Species of amphibian

Boulengerula boulengeri is a species of amphibian in the family Herpelidae. It is endemic to the Usambara Mountains, Tanzania. Its natural habitats are subtropical or tropical moist lowland forests, subtropical or tropical moist montane forests, arable land, plantations, rural gardens, and heavily degraded former forest. It is threatened by habitat loss.

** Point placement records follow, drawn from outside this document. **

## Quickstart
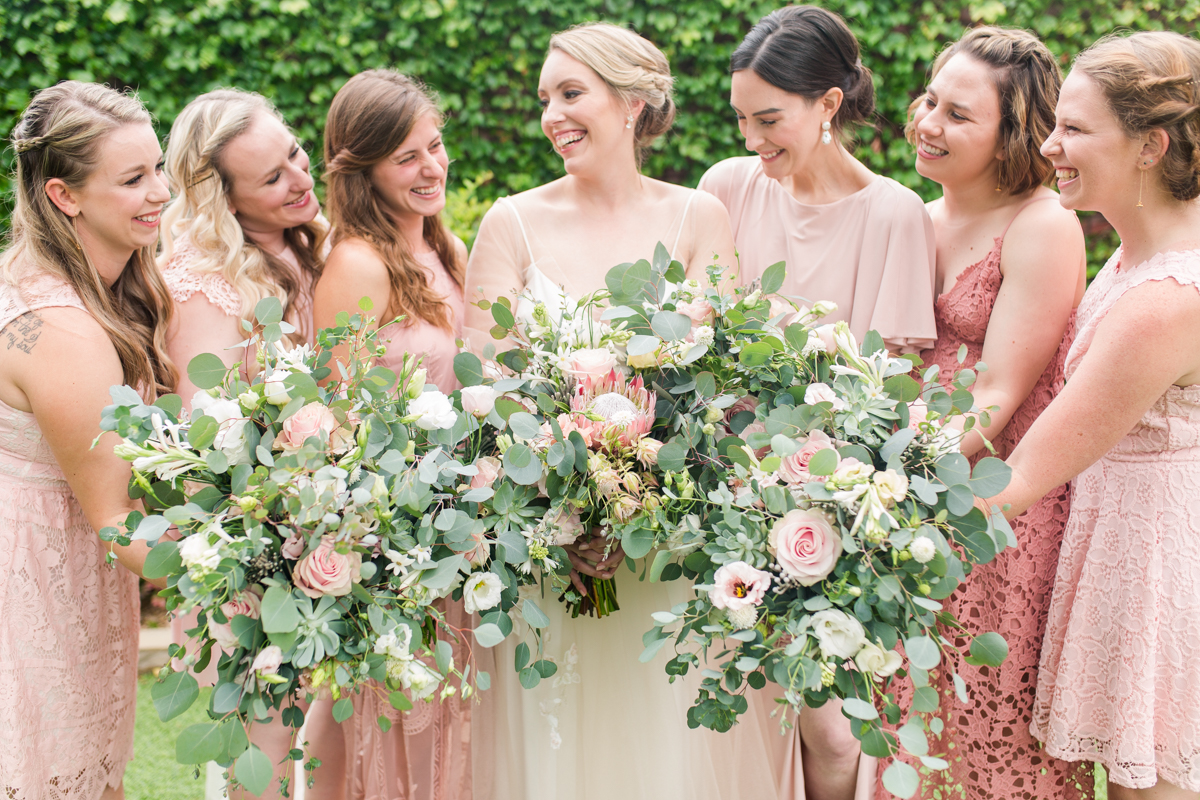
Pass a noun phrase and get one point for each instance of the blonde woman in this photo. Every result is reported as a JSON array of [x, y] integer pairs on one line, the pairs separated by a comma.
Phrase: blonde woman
[[244, 226], [82, 308], [385, 169], [605, 725]]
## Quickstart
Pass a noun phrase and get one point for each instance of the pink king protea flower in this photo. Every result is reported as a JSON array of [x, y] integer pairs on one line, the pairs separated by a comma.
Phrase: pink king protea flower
[[627, 409]]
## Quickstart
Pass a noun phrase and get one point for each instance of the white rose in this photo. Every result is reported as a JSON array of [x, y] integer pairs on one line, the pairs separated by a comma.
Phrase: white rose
[[892, 485], [274, 390], [923, 549], [481, 591], [433, 411], [839, 635], [823, 394], [876, 661], [419, 679]]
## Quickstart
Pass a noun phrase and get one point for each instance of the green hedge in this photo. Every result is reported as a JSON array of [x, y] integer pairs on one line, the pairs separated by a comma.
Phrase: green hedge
[[484, 55]]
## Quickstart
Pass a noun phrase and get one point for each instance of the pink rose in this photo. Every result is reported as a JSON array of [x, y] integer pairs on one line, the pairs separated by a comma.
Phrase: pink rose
[[328, 572], [795, 468], [591, 362], [247, 603], [738, 585], [744, 403], [489, 471], [292, 547], [700, 312], [312, 420], [805, 545]]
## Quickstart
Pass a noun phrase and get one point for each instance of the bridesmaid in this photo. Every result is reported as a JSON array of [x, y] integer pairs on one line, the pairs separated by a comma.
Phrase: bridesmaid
[[1117, 681], [244, 226], [82, 308], [605, 726], [847, 235], [385, 168], [1011, 269]]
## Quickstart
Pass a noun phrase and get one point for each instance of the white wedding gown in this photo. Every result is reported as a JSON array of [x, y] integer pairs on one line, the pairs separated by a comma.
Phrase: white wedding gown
[[606, 726]]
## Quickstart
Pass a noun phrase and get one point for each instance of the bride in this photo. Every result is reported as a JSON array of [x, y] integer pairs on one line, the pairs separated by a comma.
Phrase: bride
[[605, 725]]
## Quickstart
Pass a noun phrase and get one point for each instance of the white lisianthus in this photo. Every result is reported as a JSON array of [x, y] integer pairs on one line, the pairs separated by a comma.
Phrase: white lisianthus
[[433, 411], [874, 660], [923, 549], [481, 590], [839, 635], [892, 486], [197, 552]]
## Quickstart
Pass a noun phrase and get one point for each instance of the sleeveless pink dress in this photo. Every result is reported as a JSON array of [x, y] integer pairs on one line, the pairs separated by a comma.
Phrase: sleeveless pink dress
[[987, 740], [1120, 678], [69, 623], [426, 753]]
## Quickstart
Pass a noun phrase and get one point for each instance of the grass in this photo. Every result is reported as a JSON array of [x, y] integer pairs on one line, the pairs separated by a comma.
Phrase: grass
[[154, 774]]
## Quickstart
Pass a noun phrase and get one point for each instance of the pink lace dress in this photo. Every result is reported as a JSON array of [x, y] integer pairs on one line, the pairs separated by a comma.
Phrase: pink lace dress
[[69, 623], [1120, 678], [988, 739]]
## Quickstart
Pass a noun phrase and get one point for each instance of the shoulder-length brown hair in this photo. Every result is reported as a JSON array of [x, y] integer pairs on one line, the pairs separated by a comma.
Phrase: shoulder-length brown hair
[[59, 136], [1027, 79], [370, 118]]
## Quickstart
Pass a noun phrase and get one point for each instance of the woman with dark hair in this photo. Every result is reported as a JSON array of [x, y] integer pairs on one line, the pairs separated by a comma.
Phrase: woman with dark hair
[[1011, 270], [846, 234], [385, 168]]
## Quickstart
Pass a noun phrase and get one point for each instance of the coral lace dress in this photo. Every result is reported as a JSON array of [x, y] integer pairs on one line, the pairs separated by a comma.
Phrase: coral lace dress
[[69, 623]]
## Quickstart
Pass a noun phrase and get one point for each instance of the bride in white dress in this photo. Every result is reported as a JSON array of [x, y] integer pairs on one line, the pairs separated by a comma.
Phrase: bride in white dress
[[605, 726]]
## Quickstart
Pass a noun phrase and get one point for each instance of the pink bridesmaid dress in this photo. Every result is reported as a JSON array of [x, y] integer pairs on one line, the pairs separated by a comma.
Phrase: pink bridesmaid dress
[[69, 623], [988, 739], [426, 752], [1120, 678]]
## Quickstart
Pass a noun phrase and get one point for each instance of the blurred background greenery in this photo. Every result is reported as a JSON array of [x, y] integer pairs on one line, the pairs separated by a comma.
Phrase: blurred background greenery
[[483, 58]]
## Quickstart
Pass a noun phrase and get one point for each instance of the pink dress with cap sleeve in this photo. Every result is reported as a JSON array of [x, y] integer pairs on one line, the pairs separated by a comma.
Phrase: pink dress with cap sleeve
[[987, 740], [69, 623], [1120, 675]]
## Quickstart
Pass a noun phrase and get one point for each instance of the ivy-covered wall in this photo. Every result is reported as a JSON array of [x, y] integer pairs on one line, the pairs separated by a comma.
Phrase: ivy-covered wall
[[483, 56]]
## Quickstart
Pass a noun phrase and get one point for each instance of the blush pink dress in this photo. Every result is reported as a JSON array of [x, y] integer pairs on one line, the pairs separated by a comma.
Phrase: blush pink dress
[[426, 753], [987, 740], [69, 623], [1120, 678]]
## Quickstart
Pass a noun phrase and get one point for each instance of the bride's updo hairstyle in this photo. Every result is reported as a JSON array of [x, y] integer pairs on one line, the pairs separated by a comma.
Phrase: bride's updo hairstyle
[[808, 50], [1027, 79], [633, 70], [59, 136], [201, 208], [1152, 80], [369, 119]]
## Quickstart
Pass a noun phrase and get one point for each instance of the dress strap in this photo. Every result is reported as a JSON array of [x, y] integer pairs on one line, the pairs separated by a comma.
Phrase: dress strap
[[675, 248], [1024, 205], [516, 214]]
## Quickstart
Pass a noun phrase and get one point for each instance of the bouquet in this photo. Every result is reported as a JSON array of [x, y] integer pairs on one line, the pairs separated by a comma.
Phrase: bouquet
[[317, 528]]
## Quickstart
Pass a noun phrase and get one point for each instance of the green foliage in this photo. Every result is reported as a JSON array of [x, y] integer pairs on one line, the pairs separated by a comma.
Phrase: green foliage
[[483, 56]]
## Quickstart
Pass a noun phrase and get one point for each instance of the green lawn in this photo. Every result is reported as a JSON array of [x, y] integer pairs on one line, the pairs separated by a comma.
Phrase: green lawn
[[154, 774]]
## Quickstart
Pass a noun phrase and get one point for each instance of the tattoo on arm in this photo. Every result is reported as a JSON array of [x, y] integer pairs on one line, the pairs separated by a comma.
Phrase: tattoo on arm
[[23, 332]]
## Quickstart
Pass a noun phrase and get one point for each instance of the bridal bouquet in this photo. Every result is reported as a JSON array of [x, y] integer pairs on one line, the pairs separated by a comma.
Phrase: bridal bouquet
[[317, 527]]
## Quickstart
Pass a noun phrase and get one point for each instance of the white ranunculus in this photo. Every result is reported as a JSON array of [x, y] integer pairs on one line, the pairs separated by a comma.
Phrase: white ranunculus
[[923, 549], [433, 411], [839, 635], [876, 661], [481, 591], [419, 679]]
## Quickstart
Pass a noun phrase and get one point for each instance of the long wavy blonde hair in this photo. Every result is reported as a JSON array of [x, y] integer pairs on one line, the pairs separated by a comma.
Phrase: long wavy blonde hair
[[201, 208], [370, 116], [59, 136]]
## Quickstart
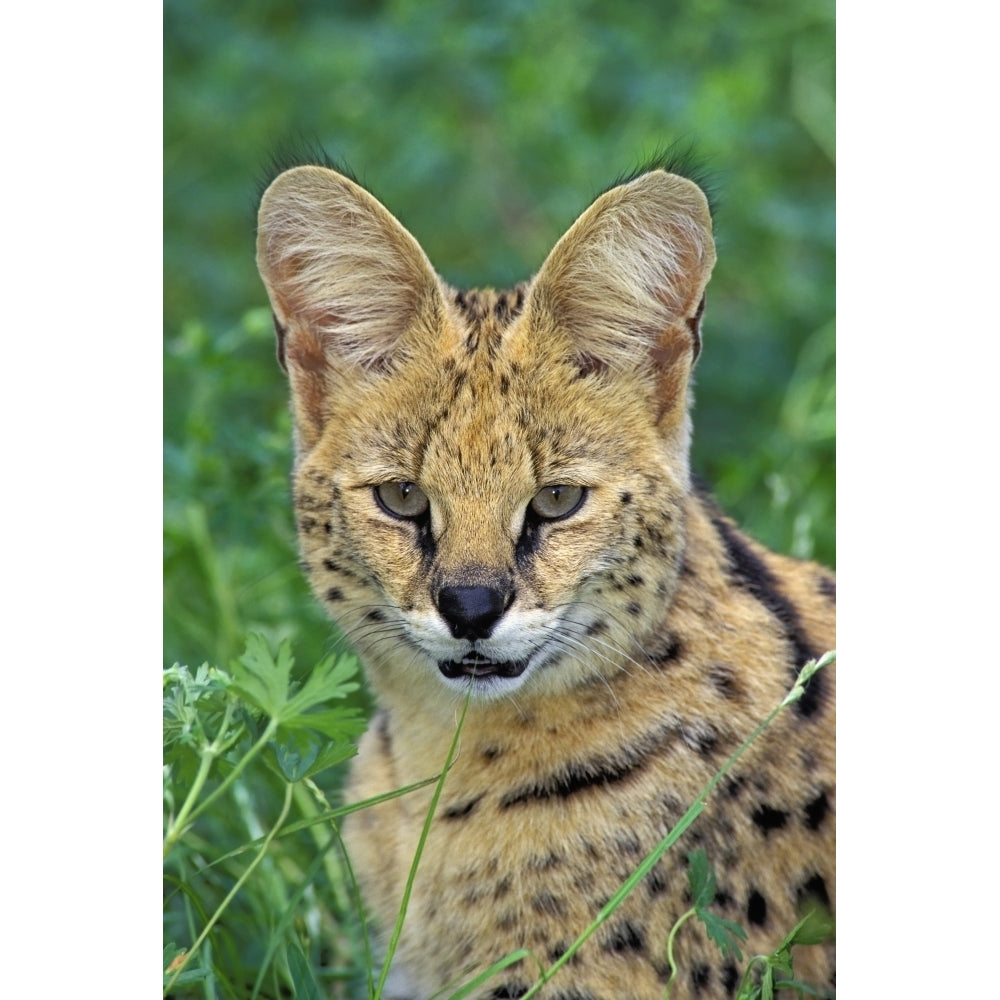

It is possible that what we now call Boulengerula boulengeri contains two unnamed, cryptic species.

== Taste Buds ==
Boulengerula boulengeri are the first organisms in which occurrence of taste buds in the terrestrial animals was found. Taste buds are present in larval forms, whereas there is taste discs in adults. Investigation took place in this organism using standard light and scanning electron microscopy. They found only taste bud type organs to be present in B. boulengeri. These occur mainly in the mucosa of the oral cavity, mainly near the teeth. Their results suggest that B. boulengeri possesses only one type of gustatory organ during its ontogeny.

== Habitat ==
B. boulengeri is interpreted as predominantly a burrower in soil, The vast majority of all vertebrate specimens dug from the top 300 mm of soil were B. boulengeri is most abundant in East Usambara forest soils.